Ronald Gray, a former U.S. Army soldier convicted of raping and killing several women, could become the first person to be put to death by the military in a half-century.

U.S. District Judge J. Thomas Marten in Wichita, Kansas, last week denied Gray’s request for a further stay of execution. Marten ruled a previous stay was “no longer in effect.” Prosecutors said in a brief filed Dec. 9 Gray “seems to believe that he is entitled to an indefinite federal stay of execution while he exhausts his remedies in the military courts. This is not the law.”

"This is life-changing news," Honey Rosalie Schlehuber of Chickasha, Oklahoma, who was 12 when her sister Tammy Cofer Wilson was killed by Gray, told the Fayette (North Carolina) Observer.

"We've been waiting for years."

Wilson was 18 when she was slain. Her nude body was found by her husband, then-Pvt. Troy D. Wilson, in a wooded area near a mobile home park on Dec. 12, 1986.

"I was in the back of the house when I heard my entire family scream and cry," Schlehuber said. "It was so loud, all the screams. I will never, ever forget the cries as my mom and dad found out what happened to her.

"This is not just something you get over. It's having to lie to someone when they ask what happened to your sister. To this day I can't speak of it without tears."

fort bragg
fort bragg

Ronald Gray was stationed at Fort Bragg, North Carolina, when he was convicted in a series of rapes and murders. He could become the first person to be executed by the military in a half century. A military policeman stands outside the Fort Bragg courthouse, Dec. 22, 2015. Photo: Jonathan Drake/Reuters

The investigation of another crime led police to Gray, 51, who has been on death row at Fort Leavenworth, Kansas, since 1988, making him the longest-serving inmate. Execution could take place in the next 30 days at the federal prison in Terre Haute, Indiana — the same facility where Oklahoma City bomber Timothy McVeigh was executed in 2001.

The president will need to sign the execution warrant, something George W. Bush did in 2008, but the order was stayed. A subsequent appeal argued Gray had ineffective counsel and lacked the mental capacity to stand trial. Gray’s attorneys also questioned whether the military had jurisdiction in the case.

If Gray’s sentence is carried out, it would be the first military execution since 1961 when John Bennett hanged for the rape and attempted murder of an Austrian girl. The military’s current method of execution is lethal injection.

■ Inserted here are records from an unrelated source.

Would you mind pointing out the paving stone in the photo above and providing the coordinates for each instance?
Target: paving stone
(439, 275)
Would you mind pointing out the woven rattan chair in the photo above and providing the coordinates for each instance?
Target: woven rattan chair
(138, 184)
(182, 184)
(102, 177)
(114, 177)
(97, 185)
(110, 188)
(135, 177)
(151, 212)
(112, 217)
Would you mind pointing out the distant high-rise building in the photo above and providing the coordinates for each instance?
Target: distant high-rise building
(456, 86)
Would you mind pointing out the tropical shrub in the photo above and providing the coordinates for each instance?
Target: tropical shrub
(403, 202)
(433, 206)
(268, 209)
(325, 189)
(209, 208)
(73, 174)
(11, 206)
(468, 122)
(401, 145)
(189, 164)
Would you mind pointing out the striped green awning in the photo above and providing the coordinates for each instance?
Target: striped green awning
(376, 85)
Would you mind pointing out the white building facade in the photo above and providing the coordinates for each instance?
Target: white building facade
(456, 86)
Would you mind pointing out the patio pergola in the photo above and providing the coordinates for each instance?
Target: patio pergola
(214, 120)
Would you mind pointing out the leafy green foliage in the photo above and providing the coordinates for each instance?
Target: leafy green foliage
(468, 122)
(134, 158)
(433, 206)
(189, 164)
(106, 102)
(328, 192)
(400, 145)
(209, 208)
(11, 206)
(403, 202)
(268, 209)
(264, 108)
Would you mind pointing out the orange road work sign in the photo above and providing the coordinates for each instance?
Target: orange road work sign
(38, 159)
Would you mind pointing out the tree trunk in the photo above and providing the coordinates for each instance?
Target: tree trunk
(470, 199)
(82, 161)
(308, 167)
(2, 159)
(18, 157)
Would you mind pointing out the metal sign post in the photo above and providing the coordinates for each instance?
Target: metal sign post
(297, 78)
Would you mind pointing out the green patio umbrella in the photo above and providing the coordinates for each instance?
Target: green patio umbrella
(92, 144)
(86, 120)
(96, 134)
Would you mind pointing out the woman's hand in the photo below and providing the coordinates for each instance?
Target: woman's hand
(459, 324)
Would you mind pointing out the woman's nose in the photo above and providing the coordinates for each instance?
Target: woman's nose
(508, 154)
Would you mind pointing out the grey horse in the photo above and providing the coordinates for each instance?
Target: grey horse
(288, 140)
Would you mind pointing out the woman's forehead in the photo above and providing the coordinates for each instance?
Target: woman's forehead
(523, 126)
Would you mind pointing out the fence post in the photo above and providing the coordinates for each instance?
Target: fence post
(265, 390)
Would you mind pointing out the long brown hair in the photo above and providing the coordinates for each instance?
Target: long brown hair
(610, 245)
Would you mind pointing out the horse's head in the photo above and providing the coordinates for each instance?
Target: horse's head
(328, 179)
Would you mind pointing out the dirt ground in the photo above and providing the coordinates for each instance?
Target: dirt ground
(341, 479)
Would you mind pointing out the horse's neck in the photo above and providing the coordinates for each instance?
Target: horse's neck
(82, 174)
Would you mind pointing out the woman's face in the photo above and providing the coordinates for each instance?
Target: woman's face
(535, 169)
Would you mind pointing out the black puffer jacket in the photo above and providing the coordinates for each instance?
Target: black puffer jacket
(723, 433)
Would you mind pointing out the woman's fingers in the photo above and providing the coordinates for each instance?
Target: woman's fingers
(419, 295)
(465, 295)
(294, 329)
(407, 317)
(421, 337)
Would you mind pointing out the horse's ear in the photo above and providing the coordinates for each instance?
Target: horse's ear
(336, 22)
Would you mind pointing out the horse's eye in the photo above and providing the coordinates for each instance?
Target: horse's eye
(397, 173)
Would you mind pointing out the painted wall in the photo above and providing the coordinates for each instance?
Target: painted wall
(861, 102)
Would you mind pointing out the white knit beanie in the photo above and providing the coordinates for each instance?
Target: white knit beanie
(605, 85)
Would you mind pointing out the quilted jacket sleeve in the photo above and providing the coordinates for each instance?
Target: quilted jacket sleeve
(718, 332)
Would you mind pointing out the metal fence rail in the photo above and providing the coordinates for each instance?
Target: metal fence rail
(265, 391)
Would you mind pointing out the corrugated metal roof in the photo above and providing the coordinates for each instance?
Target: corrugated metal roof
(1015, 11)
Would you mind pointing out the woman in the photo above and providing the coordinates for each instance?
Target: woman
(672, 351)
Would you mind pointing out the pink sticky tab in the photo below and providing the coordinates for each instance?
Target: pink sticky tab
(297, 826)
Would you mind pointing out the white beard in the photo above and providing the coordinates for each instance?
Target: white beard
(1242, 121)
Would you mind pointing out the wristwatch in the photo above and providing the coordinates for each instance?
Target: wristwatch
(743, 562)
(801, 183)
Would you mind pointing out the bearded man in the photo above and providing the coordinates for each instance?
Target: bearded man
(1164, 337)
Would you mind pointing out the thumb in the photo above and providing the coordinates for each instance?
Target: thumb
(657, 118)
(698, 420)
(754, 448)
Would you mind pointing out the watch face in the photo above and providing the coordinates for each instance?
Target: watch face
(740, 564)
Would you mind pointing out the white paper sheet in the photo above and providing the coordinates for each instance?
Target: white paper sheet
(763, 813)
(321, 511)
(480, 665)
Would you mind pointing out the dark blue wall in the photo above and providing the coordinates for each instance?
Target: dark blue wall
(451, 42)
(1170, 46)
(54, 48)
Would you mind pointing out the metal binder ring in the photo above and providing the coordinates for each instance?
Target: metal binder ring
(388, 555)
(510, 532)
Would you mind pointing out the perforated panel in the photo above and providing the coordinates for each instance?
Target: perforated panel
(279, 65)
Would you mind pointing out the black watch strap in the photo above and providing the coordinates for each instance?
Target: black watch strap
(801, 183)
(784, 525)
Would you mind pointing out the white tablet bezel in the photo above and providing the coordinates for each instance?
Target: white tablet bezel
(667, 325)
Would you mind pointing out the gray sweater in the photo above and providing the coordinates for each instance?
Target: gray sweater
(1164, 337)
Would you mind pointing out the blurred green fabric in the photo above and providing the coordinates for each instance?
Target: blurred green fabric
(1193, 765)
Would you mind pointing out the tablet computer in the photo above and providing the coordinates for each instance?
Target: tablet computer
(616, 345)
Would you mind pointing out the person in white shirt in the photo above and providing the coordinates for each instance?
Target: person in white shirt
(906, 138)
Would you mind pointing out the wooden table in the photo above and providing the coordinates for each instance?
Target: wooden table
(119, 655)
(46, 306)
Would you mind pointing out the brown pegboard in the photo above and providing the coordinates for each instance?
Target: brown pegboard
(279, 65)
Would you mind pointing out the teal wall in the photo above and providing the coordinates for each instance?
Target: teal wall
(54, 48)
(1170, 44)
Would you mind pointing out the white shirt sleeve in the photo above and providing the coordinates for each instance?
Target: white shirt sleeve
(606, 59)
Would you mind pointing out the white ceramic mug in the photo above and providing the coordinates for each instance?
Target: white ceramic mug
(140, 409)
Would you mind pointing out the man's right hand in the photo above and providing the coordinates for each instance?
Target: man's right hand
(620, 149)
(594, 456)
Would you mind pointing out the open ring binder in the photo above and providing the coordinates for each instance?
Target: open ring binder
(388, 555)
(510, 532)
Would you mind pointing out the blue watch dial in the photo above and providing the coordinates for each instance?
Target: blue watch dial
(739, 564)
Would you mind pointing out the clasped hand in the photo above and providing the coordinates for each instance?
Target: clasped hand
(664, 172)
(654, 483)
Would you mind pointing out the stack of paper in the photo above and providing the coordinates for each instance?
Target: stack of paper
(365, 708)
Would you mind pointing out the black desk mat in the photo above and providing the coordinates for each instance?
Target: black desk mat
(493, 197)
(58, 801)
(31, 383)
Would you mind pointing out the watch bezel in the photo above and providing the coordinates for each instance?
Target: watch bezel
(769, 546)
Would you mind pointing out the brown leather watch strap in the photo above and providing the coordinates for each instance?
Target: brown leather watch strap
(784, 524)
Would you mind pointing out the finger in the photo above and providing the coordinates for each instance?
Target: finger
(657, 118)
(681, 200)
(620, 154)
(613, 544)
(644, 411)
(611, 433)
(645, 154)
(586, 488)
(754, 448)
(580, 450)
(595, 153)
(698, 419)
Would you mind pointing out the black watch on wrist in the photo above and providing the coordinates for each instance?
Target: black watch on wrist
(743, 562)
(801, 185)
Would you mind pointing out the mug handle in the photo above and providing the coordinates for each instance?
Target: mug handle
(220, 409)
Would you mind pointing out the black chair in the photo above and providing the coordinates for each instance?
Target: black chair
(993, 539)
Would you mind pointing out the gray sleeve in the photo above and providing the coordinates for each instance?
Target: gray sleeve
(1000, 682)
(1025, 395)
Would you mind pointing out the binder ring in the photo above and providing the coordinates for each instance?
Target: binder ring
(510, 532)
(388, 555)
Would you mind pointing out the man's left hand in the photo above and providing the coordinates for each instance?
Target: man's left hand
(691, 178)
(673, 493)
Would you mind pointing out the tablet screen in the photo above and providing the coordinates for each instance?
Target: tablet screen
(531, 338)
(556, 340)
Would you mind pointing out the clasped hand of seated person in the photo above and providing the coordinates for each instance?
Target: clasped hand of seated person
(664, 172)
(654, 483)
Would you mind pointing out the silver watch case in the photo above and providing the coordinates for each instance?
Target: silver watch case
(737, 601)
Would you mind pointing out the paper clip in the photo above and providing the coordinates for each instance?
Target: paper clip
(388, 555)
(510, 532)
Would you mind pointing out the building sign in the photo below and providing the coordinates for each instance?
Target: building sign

Gray, a cook, was stationed at Fort Bragg, North Carolina, when he was convicted by a military court and sentenced to death for three rapes and two murders in Fayetteville, North Carolina. In civilian court, he pleaded guilty to two other murders and five rapes, and was sentenced to eight life sentences. His other murder victims were cab driver Kimberly Ann Ruggles, Army Pvt. Laura Lee Vickery-Clay and Campbell University student Linda Jean Coats.

There are five other inmates on the military’s death row:

  • Dwight Loving, formerly of Rochester, New York, who was convicted of the 1988 killings taxi drivers Bobby Sharbino and Christopher Fay in Killeen, Texas, while he was stationed at Fort Hood.

  • Hasan Akbar killed two soldiers — Army Capt. Christopher S. Seifert and Air Force Maj. Gregory L. Stone — and injured 14 others in Kuwait in 2003.

  • Nidal Hasan, an Army psychiatrist, opened fire in a room at Fort Hood, killing 13 people and injuring 31 others in 2009.

  • Andrew Witt killed a fellow airman and his wife at Robins Air Force Base, Georgia, in 2005.

  • Timothy Hennis, a former Army master sergeant at Fort Bragg, was convicted of the 1985 killing of a North Carolina mother and her two daughters.